The marketing dimension across all three regimes.

An operator marketing a virtual-asset product to UAE-resident investors must navigate the marketing rules of every applicable regulator. VARA's Marketing Regulations 2024 (Dubai), FSRA's marketing framework (ADGM), and the CMA's mainland-investor offering rules each impose their own requirements — including who may market, what disclosures must accompany the marketing, and what penalties apply for breach. A mainland-issued token that is marketed to Dubai users without VARA authorisation is exposed under VARA's marketing regulations regardless of whether the issuance itself is properly CMA-authorised.

What this means for cross-perimeter operators.

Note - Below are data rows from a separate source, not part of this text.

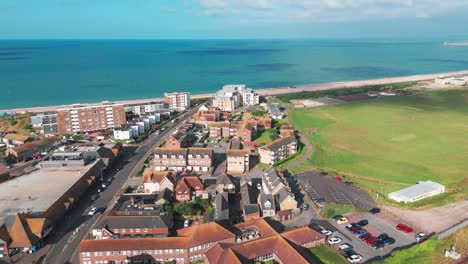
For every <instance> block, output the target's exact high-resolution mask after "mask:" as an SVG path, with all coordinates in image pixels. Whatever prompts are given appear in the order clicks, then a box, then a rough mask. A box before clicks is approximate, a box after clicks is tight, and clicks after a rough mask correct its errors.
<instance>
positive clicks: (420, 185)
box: [388, 181, 445, 203]
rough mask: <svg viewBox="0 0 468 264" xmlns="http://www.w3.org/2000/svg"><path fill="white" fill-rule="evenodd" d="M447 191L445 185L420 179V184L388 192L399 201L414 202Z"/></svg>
mask: <svg viewBox="0 0 468 264" xmlns="http://www.w3.org/2000/svg"><path fill="white" fill-rule="evenodd" d="M444 192H445V186H444V185H442V184H439V183H437V182H433V181H420V182H418V184H416V185H413V186H410V187H407V188H404V189H402V190H399V191H395V192H392V193H389V194H388V198H390V199H392V200H395V201H397V202H404V203H412V202H416V201H419V200H422V199H424V198H427V197H431V196H434V195H438V194H441V193H444Z"/></svg>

For operators that span multiple parts of the UAE:

  • Map every revenue stream against every regulator — identify which activities sit with VARA, FSRA, CMA and CBUAE, and where the boundaries lie.
  • Don't assume one licence covers everything — a VARA licence for spot exchange does not cover a securitised token offering to UAE mainland investors.
  • Plan the regulator-engagement sequence — some regulators want to see other regulators' approvals before issuing their own; others want to engage in parallel.
  • Manage the marketing perimeter carefully — even unintended marketing to a UAE jurisdiction outside the operator's licensed perimeter triggers exposure.

Conclusion.

The CMA virtual-asset framework is the federal layer most virtual-asset operators overlook — and the layer that, increasingly, catches mainland-facing securitised offerings, fund products, and tokenised real-world assets. Operators serious about a long-term UAE position need to map their activity against all four regulators (CMA, VARA, FSRA, CBUAE) and build the licensing architecture accordingly. Neo Legal advises virtual-asset operators across the full UAE regulatory landscape and coordinates engagement with each relevant regulator as a single integrated workstream.